Elizabeth Warren has paid for a series of Facebook adverts built on a false statement about Mark Zuckerberg, as part of a row with the social media giant over political misinformation.

“Breaking news: Mark Zuckerberg and Facebook just endorsed Donald Trump for re-election,” read the sponsored posts addressed from the US presidential hopeful.

Ms Warren quickly clarifies her statement is untrue, before claiming that Mr Zuckerberg’s company is guilty of giving the president “free reign to lie”, as he pays Facebook “gobs of money to push out [his] lies to American voters”.

The adverts, which were still active on Saturday morning and had been viewed by at least 150,000 people, bookend a week of Democratic outrage over a loophole in the company’s misinformation rules that allows politicians to publish mistruths within paid adverts.

The backlash began in force this week after the Trump campaign ran an advert claiming Joe Biden had “promised Ukraine a billion dollars” to fire the prosecutor investigating Burisma – the gas company of which his son, Hunter, was a board member.

However the loophole had already been acknowledged by former Liberal Democrat leader Nick Clegg, who now works for the social media giant, in a September speech, after Facebook changed its policy online to downgrade its ban on “deceptive, false or misleading content” to only exclude “previously debunked content”.

Mr Clegg, now Facebook’s vice president of global affairs and communications, said: “It is not our role to intervene when politicians speak.

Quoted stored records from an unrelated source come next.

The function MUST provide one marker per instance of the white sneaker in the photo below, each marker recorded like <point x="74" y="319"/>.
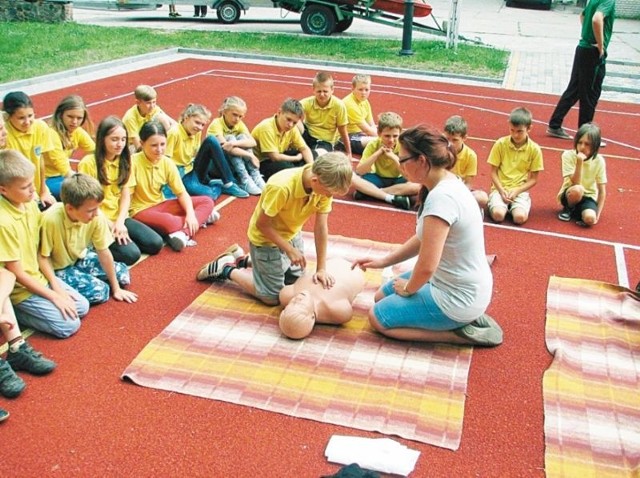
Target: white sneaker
<point x="178" y="240"/>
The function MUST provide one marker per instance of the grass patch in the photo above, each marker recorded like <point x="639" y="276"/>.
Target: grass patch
<point x="70" y="45"/>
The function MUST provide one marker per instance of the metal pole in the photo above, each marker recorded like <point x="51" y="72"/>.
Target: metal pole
<point x="407" y="28"/>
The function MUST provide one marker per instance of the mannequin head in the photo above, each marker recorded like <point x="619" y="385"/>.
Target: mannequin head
<point x="298" y="317"/>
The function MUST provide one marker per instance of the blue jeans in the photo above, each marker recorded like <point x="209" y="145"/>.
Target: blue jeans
<point x="41" y="314"/>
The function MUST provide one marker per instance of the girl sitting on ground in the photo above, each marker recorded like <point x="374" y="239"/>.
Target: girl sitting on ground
<point x="237" y="143"/>
<point x="111" y="166"/>
<point x="72" y="130"/>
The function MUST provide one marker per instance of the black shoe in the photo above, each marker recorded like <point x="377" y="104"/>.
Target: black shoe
<point x="558" y="133"/>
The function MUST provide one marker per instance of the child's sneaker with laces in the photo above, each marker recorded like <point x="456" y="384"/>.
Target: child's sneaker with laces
<point x="28" y="359"/>
<point x="10" y="384"/>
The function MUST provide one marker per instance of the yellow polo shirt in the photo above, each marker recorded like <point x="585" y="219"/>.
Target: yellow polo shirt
<point x="110" y="207"/>
<point x="20" y="241"/>
<point x="181" y="147"/>
<point x="358" y="112"/>
<point x="64" y="241"/>
<point x="286" y="201"/>
<point x="32" y="144"/>
<point x="133" y="120"/>
<point x="384" y="166"/>
<point x="467" y="163"/>
<point x="514" y="164"/>
<point x="218" y="127"/>
<point x="322" y="122"/>
<point x="150" y="178"/>
<point x="269" y="139"/>
<point x="56" y="162"/>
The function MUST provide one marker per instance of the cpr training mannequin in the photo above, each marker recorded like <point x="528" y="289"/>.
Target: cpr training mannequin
<point x="307" y="302"/>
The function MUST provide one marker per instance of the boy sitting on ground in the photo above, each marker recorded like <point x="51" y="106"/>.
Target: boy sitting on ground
<point x="69" y="228"/>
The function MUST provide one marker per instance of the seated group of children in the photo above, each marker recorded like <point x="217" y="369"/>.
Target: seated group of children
<point x="146" y="179"/>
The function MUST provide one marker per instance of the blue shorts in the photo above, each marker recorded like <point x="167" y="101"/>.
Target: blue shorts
<point x="418" y="311"/>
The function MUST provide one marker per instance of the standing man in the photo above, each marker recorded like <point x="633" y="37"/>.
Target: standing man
<point x="588" y="69"/>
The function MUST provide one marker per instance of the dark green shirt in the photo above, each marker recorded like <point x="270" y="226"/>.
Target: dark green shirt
<point x="608" y="9"/>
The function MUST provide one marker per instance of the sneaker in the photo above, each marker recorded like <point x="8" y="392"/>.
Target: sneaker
<point x="251" y="187"/>
<point x="214" y="270"/>
<point x="401" y="202"/>
<point x="483" y="331"/>
<point x="28" y="359"/>
<point x="10" y="384"/>
<point x="558" y="133"/>
<point x="258" y="179"/>
<point x="178" y="240"/>
<point x="234" y="190"/>
<point x="213" y="217"/>
<point x="564" y="215"/>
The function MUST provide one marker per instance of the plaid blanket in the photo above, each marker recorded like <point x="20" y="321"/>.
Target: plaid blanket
<point x="592" y="388"/>
<point x="227" y="346"/>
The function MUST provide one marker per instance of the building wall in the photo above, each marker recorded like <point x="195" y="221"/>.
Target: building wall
<point x="35" y="11"/>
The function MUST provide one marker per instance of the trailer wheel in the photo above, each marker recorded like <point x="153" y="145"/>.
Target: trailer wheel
<point x="318" y="20"/>
<point x="342" y="25"/>
<point x="228" y="12"/>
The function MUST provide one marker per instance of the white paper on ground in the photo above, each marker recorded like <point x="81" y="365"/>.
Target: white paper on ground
<point x="378" y="454"/>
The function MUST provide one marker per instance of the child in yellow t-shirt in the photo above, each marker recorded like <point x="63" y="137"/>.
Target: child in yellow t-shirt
<point x="277" y="257"/>
<point x="279" y="144"/>
<point x="144" y="110"/>
<point x="378" y="172"/>
<point x="325" y="117"/>
<point x="72" y="130"/>
<point x="69" y="229"/>
<point x="41" y="300"/>
<point x="361" y="127"/>
<point x="237" y="143"/>
<point x="516" y="161"/>
<point x="31" y="136"/>
<point x="466" y="167"/>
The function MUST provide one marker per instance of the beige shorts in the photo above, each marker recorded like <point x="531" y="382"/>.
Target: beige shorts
<point x="523" y="200"/>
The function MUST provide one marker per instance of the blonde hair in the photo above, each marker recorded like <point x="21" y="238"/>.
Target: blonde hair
<point x="334" y="171"/>
<point x="360" y="78"/>
<point x="194" y="109"/>
<point x="78" y="187"/>
<point x="389" y="120"/>
<point x="232" y="102"/>
<point x="297" y="318"/>
<point x="14" y="165"/>
<point x="145" y="93"/>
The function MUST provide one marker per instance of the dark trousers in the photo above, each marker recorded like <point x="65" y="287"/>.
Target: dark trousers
<point x="585" y="86"/>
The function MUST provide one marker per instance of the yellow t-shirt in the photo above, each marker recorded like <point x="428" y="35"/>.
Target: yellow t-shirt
<point x="32" y="144"/>
<point x="467" y="163"/>
<point x="358" y="112"/>
<point x="110" y="207"/>
<point x="514" y="164"/>
<point x="593" y="173"/>
<point x="322" y="122"/>
<point x="218" y="127"/>
<point x="64" y="241"/>
<point x="270" y="140"/>
<point x="286" y="201"/>
<point x="56" y="162"/>
<point x="384" y="166"/>
<point x="150" y="178"/>
<point x="133" y="120"/>
<point x="19" y="241"/>
<point x="181" y="147"/>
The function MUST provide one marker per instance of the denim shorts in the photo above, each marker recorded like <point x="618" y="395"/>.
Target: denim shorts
<point x="418" y="311"/>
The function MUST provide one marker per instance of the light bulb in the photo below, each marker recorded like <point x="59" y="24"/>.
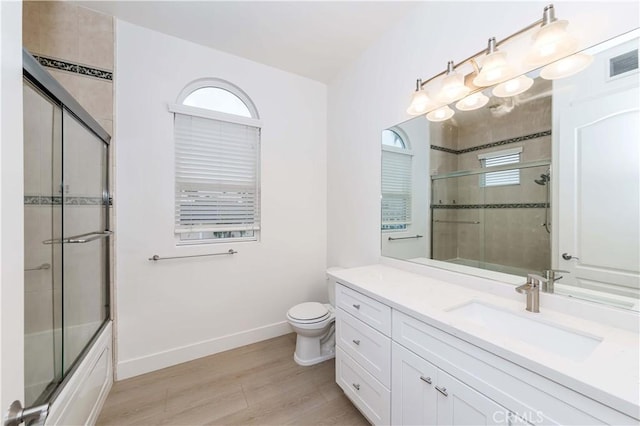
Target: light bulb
<point x="440" y="114"/>
<point x="566" y="67"/>
<point x="420" y="103"/>
<point x="471" y="102"/>
<point x="495" y="68"/>
<point x="513" y="87"/>
<point x="550" y="43"/>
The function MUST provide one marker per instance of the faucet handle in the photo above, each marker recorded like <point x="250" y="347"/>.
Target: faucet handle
<point x="556" y="270"/>
<point x="535" y="279"/>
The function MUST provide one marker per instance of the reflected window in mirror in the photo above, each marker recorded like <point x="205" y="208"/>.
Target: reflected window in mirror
<point x="500" y="158"/>
<point x="396" y="182"/>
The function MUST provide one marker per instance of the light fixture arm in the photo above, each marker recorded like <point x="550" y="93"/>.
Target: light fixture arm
<point x="548" y="14"/>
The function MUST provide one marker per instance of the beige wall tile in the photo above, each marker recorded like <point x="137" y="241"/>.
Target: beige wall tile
<point x="59" y="30"/>
<point x="96" y="96"/>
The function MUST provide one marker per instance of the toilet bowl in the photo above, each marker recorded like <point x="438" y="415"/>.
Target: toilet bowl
<point x="314" y="323"/>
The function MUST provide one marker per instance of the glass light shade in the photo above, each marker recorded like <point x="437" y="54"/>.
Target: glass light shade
<point x="566" y="67"/>
<point x="420" y="103"/>
<point x="513" y="87"/>
<point x="495" y="69"/>
<point x="440" y="114"/>
<point x="550" y="43"/>
<point x="452" y="89"/>
<point x="471" y="102"/>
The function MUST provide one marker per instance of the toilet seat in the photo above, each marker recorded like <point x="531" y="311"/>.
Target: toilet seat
<point x="308" y="313"/>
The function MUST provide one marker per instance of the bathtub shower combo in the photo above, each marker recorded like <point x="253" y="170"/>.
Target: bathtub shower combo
<point x="67" y="239"/>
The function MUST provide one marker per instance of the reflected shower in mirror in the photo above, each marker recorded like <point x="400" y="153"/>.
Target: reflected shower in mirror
<point x="547" y="179"/>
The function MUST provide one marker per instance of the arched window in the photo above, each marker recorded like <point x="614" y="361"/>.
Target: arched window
<point x="397" y="187"/>
<point x="217" y="154"/>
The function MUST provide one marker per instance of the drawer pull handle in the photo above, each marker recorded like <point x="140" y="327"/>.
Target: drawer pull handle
<point x="442" y="390"/>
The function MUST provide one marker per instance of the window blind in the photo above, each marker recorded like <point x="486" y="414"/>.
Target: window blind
<point x="505" y="177"/>
<point x="216" y="175"/>
<point x="396" y="188"/>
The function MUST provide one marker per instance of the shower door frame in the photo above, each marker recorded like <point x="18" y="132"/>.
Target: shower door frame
<point x="37" y="76"/>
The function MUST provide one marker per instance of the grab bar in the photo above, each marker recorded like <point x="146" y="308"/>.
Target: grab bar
<point x="404" y="238"/>
<point x="37" y="268"/>
<point x="79" y="239"/>
<point x="155" y="257"/>
<point x="472" y="222"/>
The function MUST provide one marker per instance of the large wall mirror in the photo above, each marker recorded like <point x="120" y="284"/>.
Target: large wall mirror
<point x="548" y="179"/>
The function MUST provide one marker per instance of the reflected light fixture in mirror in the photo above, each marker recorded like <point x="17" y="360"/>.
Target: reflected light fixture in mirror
<point x="513" y="87"/>
<point x="420" y="101"/>
<point x="453" y="87"/>
<point x="471" y="102"/>
<point x="440" y="114"/>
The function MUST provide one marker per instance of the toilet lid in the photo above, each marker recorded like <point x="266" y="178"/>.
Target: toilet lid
<point x="308" y="311"/>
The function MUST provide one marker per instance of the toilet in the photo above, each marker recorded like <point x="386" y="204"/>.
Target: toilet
<point x="314" y="323"/>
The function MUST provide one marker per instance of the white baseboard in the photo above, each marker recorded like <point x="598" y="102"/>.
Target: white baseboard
<point x="82" y="398"/>
<point x="136" y="366"/>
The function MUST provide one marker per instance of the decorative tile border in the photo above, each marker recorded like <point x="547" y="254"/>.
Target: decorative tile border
<point x="37" y="200"/>
<point x="493" y="144"/>
<point x="74" y="68"/>
<point x="491" y="206"/>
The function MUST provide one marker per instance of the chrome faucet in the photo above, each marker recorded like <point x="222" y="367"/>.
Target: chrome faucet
<point x="551" y="278"/>
<point x="532" y="289"/>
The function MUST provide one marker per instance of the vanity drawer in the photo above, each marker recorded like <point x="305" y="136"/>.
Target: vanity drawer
<point x="366" y="309"/>
<point x="367" y="394"/>
<point x="368" y="347"/>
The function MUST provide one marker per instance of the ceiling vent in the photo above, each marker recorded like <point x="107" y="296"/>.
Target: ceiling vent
<point x="623" y="64"/>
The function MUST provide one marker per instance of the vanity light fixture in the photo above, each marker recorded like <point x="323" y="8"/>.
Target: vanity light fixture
<point x="495" y="68"/>
<point x="453" y="87"/>
<point x="471" y="102"/>
<point x="440" y="114"/>
<point x="550" y="48"/>
<point x="513" y="87"/>
<point x="420" y="101"/>
<point x="551" y="41"/>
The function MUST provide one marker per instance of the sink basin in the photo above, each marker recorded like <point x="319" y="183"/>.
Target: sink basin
<point x="527" y="328"/>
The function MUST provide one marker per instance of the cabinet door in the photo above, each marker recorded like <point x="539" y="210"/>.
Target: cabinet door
<point x="413" y="396"/>
<point x="458" y="404"/>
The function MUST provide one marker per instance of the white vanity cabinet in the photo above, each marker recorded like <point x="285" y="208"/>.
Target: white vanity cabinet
<point x="425" y="395"/>
<point x="398" y="369"/>
<point x="363" y="353"/>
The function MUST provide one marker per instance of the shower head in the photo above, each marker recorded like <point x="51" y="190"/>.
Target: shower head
<point x="544" y="178"/>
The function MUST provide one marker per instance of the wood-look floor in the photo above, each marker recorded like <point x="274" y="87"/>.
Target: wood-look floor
<point x="258" y="384"/>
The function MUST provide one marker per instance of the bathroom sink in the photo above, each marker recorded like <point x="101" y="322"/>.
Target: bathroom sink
<point x="529" y="329"/>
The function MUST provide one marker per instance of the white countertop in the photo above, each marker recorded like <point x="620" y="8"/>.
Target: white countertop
<point x="610" y="374"/>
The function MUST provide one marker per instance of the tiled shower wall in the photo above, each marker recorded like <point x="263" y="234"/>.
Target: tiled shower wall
<point x="76" y="46"/>
<point x="498" y="225"/>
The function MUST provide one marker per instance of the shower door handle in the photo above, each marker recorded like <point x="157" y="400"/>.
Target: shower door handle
<point x="80" y="239"/>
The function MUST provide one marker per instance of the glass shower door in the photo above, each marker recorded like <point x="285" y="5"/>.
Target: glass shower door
<point x="42" y="259"/>
<point x="85" y="245"/>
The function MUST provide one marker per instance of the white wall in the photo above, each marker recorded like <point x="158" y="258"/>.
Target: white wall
<point x="373" y="93"/>
<point x="11" y="206"/>
<point x="175" y="310"/>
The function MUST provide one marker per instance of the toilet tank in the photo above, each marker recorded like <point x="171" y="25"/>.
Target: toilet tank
<point x="331" y="285"/>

That’s why I want to be really clear today – we do not submit speech by politicians to our independent fact-checkers, and we generally allow it on the platform even when it would otherwise breach our normal content rules.”

Ms Warren has previously backed breaking Facebook up into smaller companies and has pushed for stronger antitrust laws to rein in the power of tech giants.

Last week, audio leaked of Mr Zuckerberg giving an unusually terse response to Ms Warren’s calls for greater regulation, saying in the face of an “existential” threat he would “go to the mat and fight”.

He said Facebook would likely sue the US government if Ms Warren brought in such reforms as president.

“It’s like, we care about our country, and want to work with our government and do good things,” Mr Zuckerberg said. “But look, at the end of the day, if someone’s going to try to threaten something that existential, you go to the mat and fight.”

Ms Warren retorted by saying: “What would really ‘suck’ is if we don’t fix a corrupt system that lets giant companies like Facebook engage in illegal anticompetitive practices, stomp on consumer privacy rights, and repeatedly fumble their responsibility to protect our democracy.”

She continued this theme in her advert on Thursday, which read: “Facebook already helped elect Donald Trump once. Now, they’re deliberately allowing a candidate to intentionally lie to the American people. It’s time to hold Mark Zuckerberg accountable.”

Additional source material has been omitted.